London, Feb 12, IRNA - "Raising the temperature against the 'Persian menace' is nothing new," according to an Iranian academic based in the UK.

"We are periodically subjected to rhetorical flourishes, particularly when allies wish to reaffirm their loyalty to one another," says Ali Ansari, an associate fellow at the London's Royal Institute of International Affairs.

In an article for the New Statesman magazine, he referred to the so-called threat of Iran again looming large over the horizon just three years after the country was notoriously branded by US President George W Bush as a member of the "axis of evil."

"In his most recent State of the Union address, Bush reminded the world that the Islamic Republic was the primary sponsor of state terrorism," Ansari added.

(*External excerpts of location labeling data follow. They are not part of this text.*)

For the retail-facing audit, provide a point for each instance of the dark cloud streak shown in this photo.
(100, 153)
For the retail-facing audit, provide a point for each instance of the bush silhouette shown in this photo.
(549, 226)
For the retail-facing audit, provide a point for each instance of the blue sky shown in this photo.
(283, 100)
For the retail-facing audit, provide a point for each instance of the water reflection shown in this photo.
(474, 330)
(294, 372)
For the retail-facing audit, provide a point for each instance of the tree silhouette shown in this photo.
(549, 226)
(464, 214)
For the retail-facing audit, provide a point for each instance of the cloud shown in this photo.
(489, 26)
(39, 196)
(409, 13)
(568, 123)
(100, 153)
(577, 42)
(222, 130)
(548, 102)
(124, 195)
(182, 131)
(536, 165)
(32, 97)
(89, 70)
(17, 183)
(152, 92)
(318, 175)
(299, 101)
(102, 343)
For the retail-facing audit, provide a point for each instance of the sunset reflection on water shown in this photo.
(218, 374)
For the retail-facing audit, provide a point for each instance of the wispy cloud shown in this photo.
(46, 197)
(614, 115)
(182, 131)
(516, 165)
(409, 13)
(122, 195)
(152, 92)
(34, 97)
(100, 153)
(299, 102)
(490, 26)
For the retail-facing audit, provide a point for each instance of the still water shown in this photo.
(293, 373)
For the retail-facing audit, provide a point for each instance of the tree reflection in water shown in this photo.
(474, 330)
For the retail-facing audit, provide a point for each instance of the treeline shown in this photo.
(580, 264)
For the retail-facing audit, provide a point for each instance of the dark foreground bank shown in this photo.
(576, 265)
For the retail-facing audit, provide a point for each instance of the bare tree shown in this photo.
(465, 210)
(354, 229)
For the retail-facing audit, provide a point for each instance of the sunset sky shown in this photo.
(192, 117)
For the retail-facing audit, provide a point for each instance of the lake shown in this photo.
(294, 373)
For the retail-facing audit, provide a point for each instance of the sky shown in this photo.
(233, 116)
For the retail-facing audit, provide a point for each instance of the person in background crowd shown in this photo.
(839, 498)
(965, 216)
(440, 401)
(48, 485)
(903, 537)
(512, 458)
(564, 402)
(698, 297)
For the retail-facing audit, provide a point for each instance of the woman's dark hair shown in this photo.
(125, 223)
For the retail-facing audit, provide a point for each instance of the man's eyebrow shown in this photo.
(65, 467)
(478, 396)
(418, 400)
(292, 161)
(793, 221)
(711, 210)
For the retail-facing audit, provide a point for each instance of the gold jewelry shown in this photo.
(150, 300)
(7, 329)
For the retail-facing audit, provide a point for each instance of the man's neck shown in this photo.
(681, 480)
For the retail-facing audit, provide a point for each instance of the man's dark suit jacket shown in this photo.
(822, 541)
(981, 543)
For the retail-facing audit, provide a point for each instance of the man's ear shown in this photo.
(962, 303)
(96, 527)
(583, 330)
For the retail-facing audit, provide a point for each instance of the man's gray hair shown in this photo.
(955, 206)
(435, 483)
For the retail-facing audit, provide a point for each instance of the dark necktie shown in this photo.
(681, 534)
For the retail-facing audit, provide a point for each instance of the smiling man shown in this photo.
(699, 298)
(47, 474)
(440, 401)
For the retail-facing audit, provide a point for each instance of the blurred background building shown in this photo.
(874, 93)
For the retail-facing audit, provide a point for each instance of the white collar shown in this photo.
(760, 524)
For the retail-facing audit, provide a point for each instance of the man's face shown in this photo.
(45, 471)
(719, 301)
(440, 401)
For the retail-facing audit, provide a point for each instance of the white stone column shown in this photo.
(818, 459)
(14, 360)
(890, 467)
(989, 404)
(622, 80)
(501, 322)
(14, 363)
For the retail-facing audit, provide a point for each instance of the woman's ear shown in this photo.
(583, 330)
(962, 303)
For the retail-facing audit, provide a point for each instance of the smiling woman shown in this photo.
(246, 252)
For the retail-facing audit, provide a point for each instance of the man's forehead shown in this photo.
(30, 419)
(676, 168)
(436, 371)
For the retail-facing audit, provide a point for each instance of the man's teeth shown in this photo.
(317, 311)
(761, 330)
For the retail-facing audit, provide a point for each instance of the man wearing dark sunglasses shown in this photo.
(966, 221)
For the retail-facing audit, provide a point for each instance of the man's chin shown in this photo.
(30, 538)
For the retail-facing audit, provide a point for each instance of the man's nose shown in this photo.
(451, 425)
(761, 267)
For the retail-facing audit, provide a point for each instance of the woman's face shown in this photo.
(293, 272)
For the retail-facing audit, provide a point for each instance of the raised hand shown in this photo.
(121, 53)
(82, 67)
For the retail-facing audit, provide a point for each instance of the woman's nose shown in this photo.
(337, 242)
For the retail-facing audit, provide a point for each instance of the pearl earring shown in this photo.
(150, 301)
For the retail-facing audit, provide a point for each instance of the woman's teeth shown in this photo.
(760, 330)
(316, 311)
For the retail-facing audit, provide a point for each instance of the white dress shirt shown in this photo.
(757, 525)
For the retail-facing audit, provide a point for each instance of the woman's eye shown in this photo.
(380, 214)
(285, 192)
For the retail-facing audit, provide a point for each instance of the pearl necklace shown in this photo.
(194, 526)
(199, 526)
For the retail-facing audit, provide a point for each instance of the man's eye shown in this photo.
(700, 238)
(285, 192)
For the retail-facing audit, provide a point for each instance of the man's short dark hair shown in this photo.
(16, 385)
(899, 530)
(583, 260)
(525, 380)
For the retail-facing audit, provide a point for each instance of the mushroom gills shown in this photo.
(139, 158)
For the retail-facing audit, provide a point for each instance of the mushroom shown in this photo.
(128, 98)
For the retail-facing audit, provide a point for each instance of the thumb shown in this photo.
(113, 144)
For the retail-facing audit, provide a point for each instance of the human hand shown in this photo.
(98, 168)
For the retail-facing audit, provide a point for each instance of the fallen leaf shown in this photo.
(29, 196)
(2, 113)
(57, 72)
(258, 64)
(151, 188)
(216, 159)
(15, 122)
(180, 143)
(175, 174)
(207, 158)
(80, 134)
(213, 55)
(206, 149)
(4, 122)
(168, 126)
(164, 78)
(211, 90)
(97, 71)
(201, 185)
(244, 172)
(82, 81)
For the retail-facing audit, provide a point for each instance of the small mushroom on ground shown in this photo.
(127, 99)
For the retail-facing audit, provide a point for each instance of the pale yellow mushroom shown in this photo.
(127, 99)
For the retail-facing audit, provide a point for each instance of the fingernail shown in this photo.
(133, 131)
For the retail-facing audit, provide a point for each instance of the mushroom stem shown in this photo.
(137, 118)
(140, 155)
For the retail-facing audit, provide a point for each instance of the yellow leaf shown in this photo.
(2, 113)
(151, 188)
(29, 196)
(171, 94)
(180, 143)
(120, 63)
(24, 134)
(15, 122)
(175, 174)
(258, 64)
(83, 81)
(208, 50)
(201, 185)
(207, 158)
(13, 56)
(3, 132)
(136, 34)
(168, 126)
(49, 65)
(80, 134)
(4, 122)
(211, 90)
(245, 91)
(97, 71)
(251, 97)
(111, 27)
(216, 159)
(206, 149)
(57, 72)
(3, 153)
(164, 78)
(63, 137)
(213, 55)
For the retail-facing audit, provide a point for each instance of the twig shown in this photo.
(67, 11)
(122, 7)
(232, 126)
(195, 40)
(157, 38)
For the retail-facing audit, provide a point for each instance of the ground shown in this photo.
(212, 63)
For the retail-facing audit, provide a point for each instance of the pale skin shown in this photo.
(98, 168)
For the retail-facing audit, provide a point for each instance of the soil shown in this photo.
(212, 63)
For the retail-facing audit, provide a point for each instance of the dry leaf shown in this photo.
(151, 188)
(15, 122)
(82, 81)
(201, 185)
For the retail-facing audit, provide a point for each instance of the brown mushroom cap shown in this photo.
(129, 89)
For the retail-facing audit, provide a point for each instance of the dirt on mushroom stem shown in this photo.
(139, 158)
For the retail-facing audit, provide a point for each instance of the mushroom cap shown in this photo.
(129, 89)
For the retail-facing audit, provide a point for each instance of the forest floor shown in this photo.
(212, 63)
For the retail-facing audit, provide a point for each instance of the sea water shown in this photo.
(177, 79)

The US president also let it be known Iran would in "no way be allowed to acquire nuclear weapons technology."

"Thus, as (US Secretary of State) Condoleezza Rice engineered US bridge-building with "old Europe" (and the EU in general), a natural consequence of this process of healing was for everyone to heartily join in a condemnation of Iran," he said.

The Iranian academic, who is also a Reader in Modern History at the University of St Andrews in Scotland, said it was an "age old stereotype, which sees the Persians as cunning, interfering, manipulative, and essentially mendacious."

It was "a prejudice which precludes any meaningful dialogue or negotiation," he said, but argued that such demonisation of Iran could not be further from the truth.

Ansari first of all first deconstruct the claim that Iran poses a military threat to the stability of the region or, indeed, the world, by saying its last war of aggression was launched by a Persian monarch nearly 300 years ago in 1739.

Since then Iran has been much more of a victim culminating with Iraq's invasion in 1980. Even then, the Iranian academic suggested that Tehran was misrepresented and wrongly blamed as history has proved, while Iraq enjoyed the support of most of the world.

As a further example, he referred to the arrest of a former Iranian ambassador in Britain last year, pending extradition. "But despite two months of incarceration, no evidence was forthcoming, and he was released," he said.

"Given the importance of this allegation, and the ten years that the authorities had to collect evidence, this is a curious absence," Ansari said.